Zhang Ziding, Grigorov Martin G
Nestlé Research Center, Nestec Ltd, BioAnalytical Science, CH-1000 Lausanne 26, Switzerland.
Proteins. 2006 Feb 1;62(2):470-8. doi: 10.1002/prot.20752.
An increasing attention has been dedicated to the characterization of complex networks within the protein world. This work is reporting how we uncovered networked structures that reflected the structural similarities among protein binding sites. First, a 211 binding sites dataset has been compiled by removing the redundant proteins in the Protein Ligand Database (PLD) (http://www-mitchell.ch.cam.ac.uk/pld/). Using a clique detection algorithm we have performed all-against-all binding site comparisons among the 211 available ones. Within the set of nodes representing each binding site an edge was added whenever a pair of binding sites had a similarity higher than a threshold value. The generated similarity networks revealed that many nodes had few links and only few were highly connected, but due to the limited data available it was not possible to definitively prove a scale-free architecture. Within the same dataset, the binding site similarity networks were compared with the networks of sequence and fold similarity networks. In the protein world, indications were found that structure is better conserved than sequence, but on its own, sequence was better conserved than the subset of functional residues forming the binding site. Because a binding site is strongly linked with protein function, the identification of protein binding site similarity networks could accelerate the functional annotation of newly identified genes. In view of this we have discussed several potential applications of binding site similarity networks, such as the construction of novel binding site classification databases, as well as the implications for protein molecular design in general and computational chemogenomics in particular.

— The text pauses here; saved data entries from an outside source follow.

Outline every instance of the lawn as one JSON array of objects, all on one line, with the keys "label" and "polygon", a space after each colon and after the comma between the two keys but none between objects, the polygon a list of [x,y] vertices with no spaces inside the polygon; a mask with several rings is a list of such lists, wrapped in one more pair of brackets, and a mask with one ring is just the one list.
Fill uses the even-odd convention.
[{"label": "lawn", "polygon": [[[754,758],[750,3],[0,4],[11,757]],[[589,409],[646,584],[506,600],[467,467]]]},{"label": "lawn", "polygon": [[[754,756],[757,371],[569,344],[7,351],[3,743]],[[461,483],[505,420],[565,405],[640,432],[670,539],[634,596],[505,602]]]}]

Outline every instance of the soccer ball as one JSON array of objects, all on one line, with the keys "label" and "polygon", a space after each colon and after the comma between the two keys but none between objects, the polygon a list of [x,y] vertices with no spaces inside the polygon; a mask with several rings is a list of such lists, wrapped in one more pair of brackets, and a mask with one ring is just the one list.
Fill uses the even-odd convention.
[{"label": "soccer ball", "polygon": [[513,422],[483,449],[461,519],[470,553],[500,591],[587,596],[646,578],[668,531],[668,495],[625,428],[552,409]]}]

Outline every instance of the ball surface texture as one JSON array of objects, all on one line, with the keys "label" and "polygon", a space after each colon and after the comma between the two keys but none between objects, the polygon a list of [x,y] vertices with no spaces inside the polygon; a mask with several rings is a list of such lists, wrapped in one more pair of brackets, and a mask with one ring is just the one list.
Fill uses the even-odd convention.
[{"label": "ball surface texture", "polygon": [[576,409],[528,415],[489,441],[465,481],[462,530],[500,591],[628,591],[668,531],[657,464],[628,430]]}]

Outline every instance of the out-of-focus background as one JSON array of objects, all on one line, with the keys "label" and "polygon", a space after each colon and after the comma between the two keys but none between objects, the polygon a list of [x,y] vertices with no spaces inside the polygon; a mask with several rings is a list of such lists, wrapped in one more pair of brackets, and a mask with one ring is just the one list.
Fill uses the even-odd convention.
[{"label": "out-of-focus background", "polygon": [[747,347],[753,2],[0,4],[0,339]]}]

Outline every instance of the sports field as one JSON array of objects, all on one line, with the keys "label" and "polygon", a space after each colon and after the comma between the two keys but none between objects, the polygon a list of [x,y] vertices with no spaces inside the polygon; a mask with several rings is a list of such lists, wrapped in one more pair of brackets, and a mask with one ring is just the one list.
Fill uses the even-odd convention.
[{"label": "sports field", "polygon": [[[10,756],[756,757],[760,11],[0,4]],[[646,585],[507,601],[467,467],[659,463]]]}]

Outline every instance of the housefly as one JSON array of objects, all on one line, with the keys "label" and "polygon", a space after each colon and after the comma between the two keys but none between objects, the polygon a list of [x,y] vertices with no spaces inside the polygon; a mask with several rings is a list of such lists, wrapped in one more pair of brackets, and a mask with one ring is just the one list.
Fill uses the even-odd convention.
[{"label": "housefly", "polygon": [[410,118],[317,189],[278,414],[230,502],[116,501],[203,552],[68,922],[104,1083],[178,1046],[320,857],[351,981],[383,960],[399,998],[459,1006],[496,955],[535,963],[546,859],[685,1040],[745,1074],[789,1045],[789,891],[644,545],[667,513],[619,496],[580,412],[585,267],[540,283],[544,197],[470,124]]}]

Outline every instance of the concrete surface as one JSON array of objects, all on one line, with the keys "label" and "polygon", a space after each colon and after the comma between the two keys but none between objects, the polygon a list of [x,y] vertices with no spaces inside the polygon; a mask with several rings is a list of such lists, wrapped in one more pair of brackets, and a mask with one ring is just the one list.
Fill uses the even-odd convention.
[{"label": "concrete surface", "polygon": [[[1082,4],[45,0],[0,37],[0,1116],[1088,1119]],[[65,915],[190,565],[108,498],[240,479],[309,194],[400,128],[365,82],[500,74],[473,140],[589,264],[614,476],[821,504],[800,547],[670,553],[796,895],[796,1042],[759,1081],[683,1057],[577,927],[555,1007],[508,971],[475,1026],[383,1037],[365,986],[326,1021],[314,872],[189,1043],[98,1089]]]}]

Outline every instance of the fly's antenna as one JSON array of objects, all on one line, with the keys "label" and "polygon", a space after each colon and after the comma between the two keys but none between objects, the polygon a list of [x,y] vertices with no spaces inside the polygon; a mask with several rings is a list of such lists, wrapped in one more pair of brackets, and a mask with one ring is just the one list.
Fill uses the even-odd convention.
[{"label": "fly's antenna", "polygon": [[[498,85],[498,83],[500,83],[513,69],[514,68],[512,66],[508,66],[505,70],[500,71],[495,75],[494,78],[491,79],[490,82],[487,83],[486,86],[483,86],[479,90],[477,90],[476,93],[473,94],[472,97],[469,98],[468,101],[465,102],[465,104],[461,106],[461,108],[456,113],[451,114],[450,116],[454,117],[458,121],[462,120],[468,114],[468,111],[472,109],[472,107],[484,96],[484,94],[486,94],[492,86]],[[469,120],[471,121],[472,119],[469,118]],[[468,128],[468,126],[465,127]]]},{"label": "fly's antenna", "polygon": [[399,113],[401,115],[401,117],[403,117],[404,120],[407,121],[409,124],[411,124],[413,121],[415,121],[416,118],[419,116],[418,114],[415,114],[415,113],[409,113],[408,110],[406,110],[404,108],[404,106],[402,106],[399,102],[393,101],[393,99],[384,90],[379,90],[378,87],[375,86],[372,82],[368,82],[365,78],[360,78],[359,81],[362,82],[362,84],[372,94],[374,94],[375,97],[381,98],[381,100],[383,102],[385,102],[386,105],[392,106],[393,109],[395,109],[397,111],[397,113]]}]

蛋白质世界中复杂网络的特征已受到越来越多的关注。这项工作报告了我们如何发现反映蛋白质结合位点结构相似性的网络结构。首先,通过去除蛋白质配体数据库(PLD)(http://www-mitchell.ch.cam.ac.uk/pld/)中的冗余蛋白质,编译了一个包含211个结合位点的数据集。使用团簇检测算法,我们对211个可用的结合位点进行了全对全的比较。在表示每个结合位点的节点集中,只要一对结合位点的相似度高于阈值,就添加一条边。生成的相似性网络显示,许多节点连接较少,只有少数节点连接高度密集,但由于可用数据有限,无法明确证明其无标度架构。在同一数据集中,将结合位点相似性网络与序列相似性网络和折叠相似性网络进行了比较。在蛋白质世界中,有迹象表明结构比序列更保守,但就其本身而言,序列比构成结合位点的功能残基子集更保守。由于结合位点与蛋白质功能密切相关,蛋白质结合位点相似性网络的识别可以加速新鉴定基因的功能注释。鉴于此,我们讨论了结合位点相似性网络的几个潜在应用,例如构建新的结合位点分类数据库,以及对一般蛋白质分子设计尤其是计算化学基因组学的意义。